Simon Willison’s Weblog

Weeknotes: Hacking on 23 different projects

I wrote a lot of code this week: 184 commits over 23 repositories! I’ve also started falling for Zeit Now v2, having found workarounds for some of my biggest problems with it.

Better Datasette on Zeit Now v2

Last week I bemoaned the loss of Zeit Now v1 and documented my initial explorations of Zeit Now v2 with respect to Datasette.

My favourite thing about Now v1 was that it ran from Dockerfiles, which gave me complete control over the versions of everything in my deployment environment.

Now v2 runs on AWS Lambda, which means you are mostly stuck with what Zeit’s flavour of Lambda gives you. This currently means Python 3.6 (not too terrible—Datasette fully supports it) and a positively ancient SQLite— 3.7.17 from May 2013.

Lambda runs on Amazon Linux. Charles Leifer maintains a package called pysqlite3 which bundles the latest version of SQLite3 as a standalone Python package, and includes a pysqlite3-binary package precompiled for Linux. Could it work on Amazon Linux...?

It turns out it does! A one-line change (not including tests) to my datasette-publish-now and it now deploys Datasette on Now v2 with SQLite 3.31.1—the latest release from January this year, with window functions and all kinds of other goodness.

This means that Now v2 is back to being a really solid option for hosting Datasette instances. You get scale-to-zero, crazily low prices and really fast cold-boot times. It can only take databases up to around 50MB—if you need more space than that you’re better off with Cloud Run—but it’s a great option for smaller data.

I released a few versions of datasette-publish-now as a result of this research. I plan to release the first non-alpha version at the same time as Datasette 0.40.

Various projects ported to Now v2 or Cloud Run

I had over 100 projects running on Now v1 that needed updating or deleting in time for that platform’s shutdown in August. I’ve been porting some of them very quickly using datasette-publish-now, but a few have been more work. Some highlights from this week:


I’ve been collaborating with the Big Local team at Stanford on a number of projects related to the Covid-19 situation.
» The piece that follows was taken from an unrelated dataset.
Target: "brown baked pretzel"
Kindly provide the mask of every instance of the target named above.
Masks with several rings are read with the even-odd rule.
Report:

It’s not quite open to the public yet but I’ve been building a Datasette instance which shares data from the “open projects” maintained by that team.
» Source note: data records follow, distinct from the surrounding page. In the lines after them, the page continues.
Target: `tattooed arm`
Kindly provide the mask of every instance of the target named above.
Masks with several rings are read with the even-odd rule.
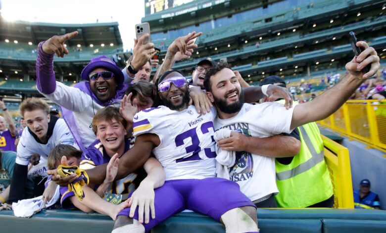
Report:
[[[201,36],[202,32],[196,33],[191,32],[186,36],[179,37],[176,39],[168,48],[168,51],[164,58],[163,62],[159,66],[156,72],[156,79],[168,69],[170,69],[174,64],[174,57],[177,52],[180,52],[182,55],[185,55],[186,58],[190,58],[193,50],[197,48],[197,45],[194,43],[193,39]],[[154,82],[155,82],[155,80]]]

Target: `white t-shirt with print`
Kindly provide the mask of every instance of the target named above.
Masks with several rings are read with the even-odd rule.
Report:
[[[252,105],[244,104],[237,115],[229,119],[218,117],[214,121],[217,130],[228,128],[244,135],[267,137],[281,133],[289,133],[293,108],[286,110],[276,103]],[[231,180],[252,201],[279,192],[276,186],[275,159],[245,152],[236,152],[236,162],[230,172]]]

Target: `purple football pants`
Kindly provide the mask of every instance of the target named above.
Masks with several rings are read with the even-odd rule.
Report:
[[[150,217],[149,223],[143,224],[146,232],[187,209],[220,221],[221,216],[232,209],[255,207],[238,184],[222,178],[168,180],[154,192],[155,219]],[[127,208],[118,215],[128,216],[130,212],[130,208]],[[134,218],[138,220],[138,208]]]

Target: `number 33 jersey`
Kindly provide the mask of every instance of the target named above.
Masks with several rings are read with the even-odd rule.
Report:
[[[204,115],[193,106],[181,111],[163,106],[150,108],[134,116],[134,135],[153,133],[159,137],[160,143],[152,152],[164,168],[166,180],[215,177],[215,111],[212,108]]]

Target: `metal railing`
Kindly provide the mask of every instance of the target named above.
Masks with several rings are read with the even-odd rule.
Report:
[[[318,123],[386,152],[386,100],[348,101]]]

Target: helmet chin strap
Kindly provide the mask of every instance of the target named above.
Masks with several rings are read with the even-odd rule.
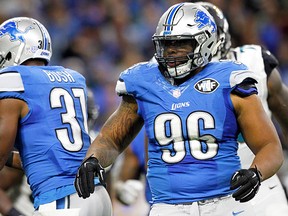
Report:
[[[21,42],[19,49],[18,49],[18,52],[17,52],[16,57],[15,57],[15,60],[14,60],[14,65],[19,65],[20,57],[21,57],[22,52],[24,50],[24,46],[25,46],[25,44]]]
The implementation fits a common pattern for me: a scheduled GitHub Action which fetches project data from a GraphQL API, seeks out CSV files which have changed (using HTTP HEAD requests to check their ETags), loads the CSV into SQLite tables and publishes the resulting database using datasette publish cloudrun.

There’s one interesing new twist: I’m fetching the existing database files on every run using my new datasette-clone tool (written for this project), applying changes to them and then only publishing if the resulting MD5 sums have changed since last time.

It seems to work well, and I’m excited about this technique as a way of incrementally updating existing databases using stateless code running in a GitHub Action.

Datasette Cloud

I continue to work on the invite-only alpha of my SaaS Datasette platform, Datasette Cloud. This week I ported the CI and deployment scripts from GitLab to GitHub Actions, mainly to try and reduce the variety of CI systems I’m working with (I now have projects live on three: Travis, Circle CI and GitHub Actions).

I’ve also been figuring out ways of supporting API tokens for making requests to authentication-protected Datasette instances. I shipped small releases of datasette-auth-github and datasette-auth-existing-cookies to support this.

In tinkering with Datasette Cloud I also shipped an upgrade to datasette-mask-columns, which now shows visible REDACTED text on redacted columns in table view.